Senior Data Engineer - Remote, SAAS, $125-170K + Bonus

[REMOTE]

27 Feb 2024

Job Brief:
Steppingblocks brings big data analytics to higher education with rich data and interactive visualizations. We enable students to make data-driven, efficient decisions regarding their education and career journeys. We also help university administrators better understand outcomes for their graduates to better modify curricula for demanded skills, engage with employers/alumni, and report to relevant stakeholders.

We are looking for an experienced Senior Data Engineer to join our data team. You will build, improve, and maintain the Python-based ETL data pipeline and analytics infrastructure that powers our products and business decisions. 

This is an opportunity to work with cutting-edge technologies and large volumes of data to solve complex problems.
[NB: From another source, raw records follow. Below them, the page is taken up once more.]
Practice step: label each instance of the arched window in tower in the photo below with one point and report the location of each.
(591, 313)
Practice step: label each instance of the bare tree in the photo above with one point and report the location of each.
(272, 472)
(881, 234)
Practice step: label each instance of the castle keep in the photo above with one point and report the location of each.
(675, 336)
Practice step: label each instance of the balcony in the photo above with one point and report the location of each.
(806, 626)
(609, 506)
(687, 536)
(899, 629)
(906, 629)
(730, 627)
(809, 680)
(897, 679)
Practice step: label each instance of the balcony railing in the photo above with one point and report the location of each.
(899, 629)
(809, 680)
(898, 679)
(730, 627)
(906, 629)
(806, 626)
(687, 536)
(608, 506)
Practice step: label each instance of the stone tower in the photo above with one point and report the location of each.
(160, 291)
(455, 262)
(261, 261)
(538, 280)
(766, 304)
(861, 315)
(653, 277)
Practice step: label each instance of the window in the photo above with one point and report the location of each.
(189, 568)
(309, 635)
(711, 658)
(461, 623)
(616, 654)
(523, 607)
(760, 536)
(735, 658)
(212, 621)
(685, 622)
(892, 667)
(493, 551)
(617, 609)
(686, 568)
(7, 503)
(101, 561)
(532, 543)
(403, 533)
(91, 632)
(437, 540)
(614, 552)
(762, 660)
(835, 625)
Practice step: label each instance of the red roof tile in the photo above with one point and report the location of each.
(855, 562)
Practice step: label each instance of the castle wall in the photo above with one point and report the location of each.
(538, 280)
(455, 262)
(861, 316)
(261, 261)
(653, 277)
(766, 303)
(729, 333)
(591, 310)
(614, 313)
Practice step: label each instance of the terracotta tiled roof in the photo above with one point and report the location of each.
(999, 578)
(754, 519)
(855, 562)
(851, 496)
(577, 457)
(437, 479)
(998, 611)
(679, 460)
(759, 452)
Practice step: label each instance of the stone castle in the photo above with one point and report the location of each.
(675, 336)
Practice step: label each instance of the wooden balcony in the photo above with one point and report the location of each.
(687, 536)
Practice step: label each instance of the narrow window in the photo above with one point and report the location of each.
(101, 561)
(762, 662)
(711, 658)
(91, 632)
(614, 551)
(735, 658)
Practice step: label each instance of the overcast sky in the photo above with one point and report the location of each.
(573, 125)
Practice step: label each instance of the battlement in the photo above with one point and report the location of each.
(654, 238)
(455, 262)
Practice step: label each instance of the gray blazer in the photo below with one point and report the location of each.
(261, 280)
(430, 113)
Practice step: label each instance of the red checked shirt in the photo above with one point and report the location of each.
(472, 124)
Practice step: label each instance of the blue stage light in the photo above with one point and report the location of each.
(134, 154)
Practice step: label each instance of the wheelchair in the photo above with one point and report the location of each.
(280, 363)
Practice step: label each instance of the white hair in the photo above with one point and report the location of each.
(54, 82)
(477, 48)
You will work with unstructured (text) data to transform and enrich data and tune functions for speed and accuracy at scale. You will work on socio-economic and firmographics data and collaborate with both Product and Business stakeholders to prioritize new features or fixes that are needed. 

This opportunity requires the ability to quickly learn new technologies and techniques. Strong communication skills are also vital to interact with diverse teams across the organization. The role offers great potential for growth into team leadership positions.

Responsibilities:

  • Collect, integrate, and organize raw data from disparate sources into structured formats

  • Design, develop and optimize scalable ETL data pipelines and workflows

  • Build custom algorithms and data analysis processes to generate business insights

  • Work closely with data scientists, analysts and business teams to identify and fulfill new analytics feature requests

  • Monitor and enhance data quality, reliability, and performance

  • Architect new data collection procedures and data stores/databases

  • Contribute to the evolution of the overall data infrastructure and roadmap

Qualifications:

  • 5-10+ years experience building and optimizing data pipelines, ETL processes and data sets

  • Expert knowledge of Python, including Pandas, NumPy, and other common data manipulation libraries

  • Experience with big data tools like Spark, Elasticsearch, Snowflake, etc.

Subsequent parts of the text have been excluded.